The foremost choice they are to make is the operating system (iOS or Android), depending on the preferences of your target audience. Or you may go for both to maximize the customer reach. Then comes the selection of programming languages, frameworks, databases, cloud environments, and numerous tools for creating different features (like push notifications, payment gateway, or in-app chat)
Step 7. Build a Prototype
This stage is about UI and UX. By creating a prototype of your app, you will determine the operationability of the product, model user behavior, and map out the position of buttons on the screen. Plus, you can consider the app's design and choose among several styles the team usually suggests for the UI.
Step 8. Develop and MVP
A minimum viable product is meant to check whether your app idea holds water technologically and business-wise. This is the primitive version of the app with only the basic features that is tested in real-life conditions by a pilot user group. As soon as you collect and analyze their feedback, you will understand what they enjoy about your app and – more importantly – what they don't. Their complaints serve as guidelines for improving app functioning and eliminating bugs and inadequacies the MVP exposed.
Step 9. Code away
When you know how to upscale and enhance your app, you can develop the full version of it. Special attention should be paid to third-party integrations that will provide the user audience with additional amenities, such as personalized emails, GPS services, or chat messages.
Step 10. Test and Launch the App
Even though the MVP has been tested, the final version of your product should be rechecked to safeguard its error-free and seamless operation. The product is ready to be marketed when all bugs and glitches are removed.
Evidently, creating a marketplace app is a no-nonsense endeavor that should be entrusted to vetted experts in the realm.
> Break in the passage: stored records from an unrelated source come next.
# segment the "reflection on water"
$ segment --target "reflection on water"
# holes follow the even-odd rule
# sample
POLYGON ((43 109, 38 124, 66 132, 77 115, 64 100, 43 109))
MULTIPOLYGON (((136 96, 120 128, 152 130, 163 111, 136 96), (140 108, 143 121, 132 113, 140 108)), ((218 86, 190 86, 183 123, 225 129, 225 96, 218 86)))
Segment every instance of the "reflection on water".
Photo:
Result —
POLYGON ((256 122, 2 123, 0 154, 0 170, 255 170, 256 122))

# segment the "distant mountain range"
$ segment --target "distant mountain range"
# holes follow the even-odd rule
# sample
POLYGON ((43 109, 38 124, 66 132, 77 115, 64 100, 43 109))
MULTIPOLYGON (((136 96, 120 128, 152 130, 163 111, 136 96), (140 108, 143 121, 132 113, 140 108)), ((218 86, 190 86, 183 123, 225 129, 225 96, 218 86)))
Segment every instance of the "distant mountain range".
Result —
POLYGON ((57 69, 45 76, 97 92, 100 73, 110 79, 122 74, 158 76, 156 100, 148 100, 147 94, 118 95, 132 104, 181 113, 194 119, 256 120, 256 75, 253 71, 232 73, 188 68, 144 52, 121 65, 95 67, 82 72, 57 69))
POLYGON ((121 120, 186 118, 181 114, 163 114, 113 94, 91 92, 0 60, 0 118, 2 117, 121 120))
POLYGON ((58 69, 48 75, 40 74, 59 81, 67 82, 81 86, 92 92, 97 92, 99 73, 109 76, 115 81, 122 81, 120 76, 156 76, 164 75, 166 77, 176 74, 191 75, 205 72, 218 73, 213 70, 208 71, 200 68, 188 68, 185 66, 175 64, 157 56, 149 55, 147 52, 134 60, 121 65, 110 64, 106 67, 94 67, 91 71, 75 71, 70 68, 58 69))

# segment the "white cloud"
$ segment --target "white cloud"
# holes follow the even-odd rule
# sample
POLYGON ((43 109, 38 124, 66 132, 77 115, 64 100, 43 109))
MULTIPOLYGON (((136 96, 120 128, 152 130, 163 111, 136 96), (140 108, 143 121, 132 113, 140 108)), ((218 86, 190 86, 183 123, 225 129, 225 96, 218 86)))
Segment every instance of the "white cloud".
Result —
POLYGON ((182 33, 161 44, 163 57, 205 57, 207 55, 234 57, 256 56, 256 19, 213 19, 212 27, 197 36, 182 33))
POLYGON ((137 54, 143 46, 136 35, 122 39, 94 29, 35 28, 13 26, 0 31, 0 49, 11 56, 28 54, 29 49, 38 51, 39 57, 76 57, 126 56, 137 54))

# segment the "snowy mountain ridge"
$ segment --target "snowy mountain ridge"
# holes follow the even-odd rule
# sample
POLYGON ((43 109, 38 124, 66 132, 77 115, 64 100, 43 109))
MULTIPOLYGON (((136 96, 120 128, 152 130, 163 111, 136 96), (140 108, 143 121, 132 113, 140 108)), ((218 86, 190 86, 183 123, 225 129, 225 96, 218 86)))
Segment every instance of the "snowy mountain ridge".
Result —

If you hire web developers of EXB Soft, you are sure to obtain a high-end product within the stipulated time and budget that will impress you with smooth functioning and elegant design.
Drawing a Bottomline
Digital marketplaces have tremendously increased their popularity during the pandemic by becoming robust mediators between vendors and consumers. Creating a marketplace app is an attractive business opportunity that far-sighted entrepreneurs can exploit to obtain a significant ROI. However, to get a first-class product that will find a large user audience and generate a stable income, you should meticulously think through all aspects of this business project and hire a team of seasoned software experts to implement it.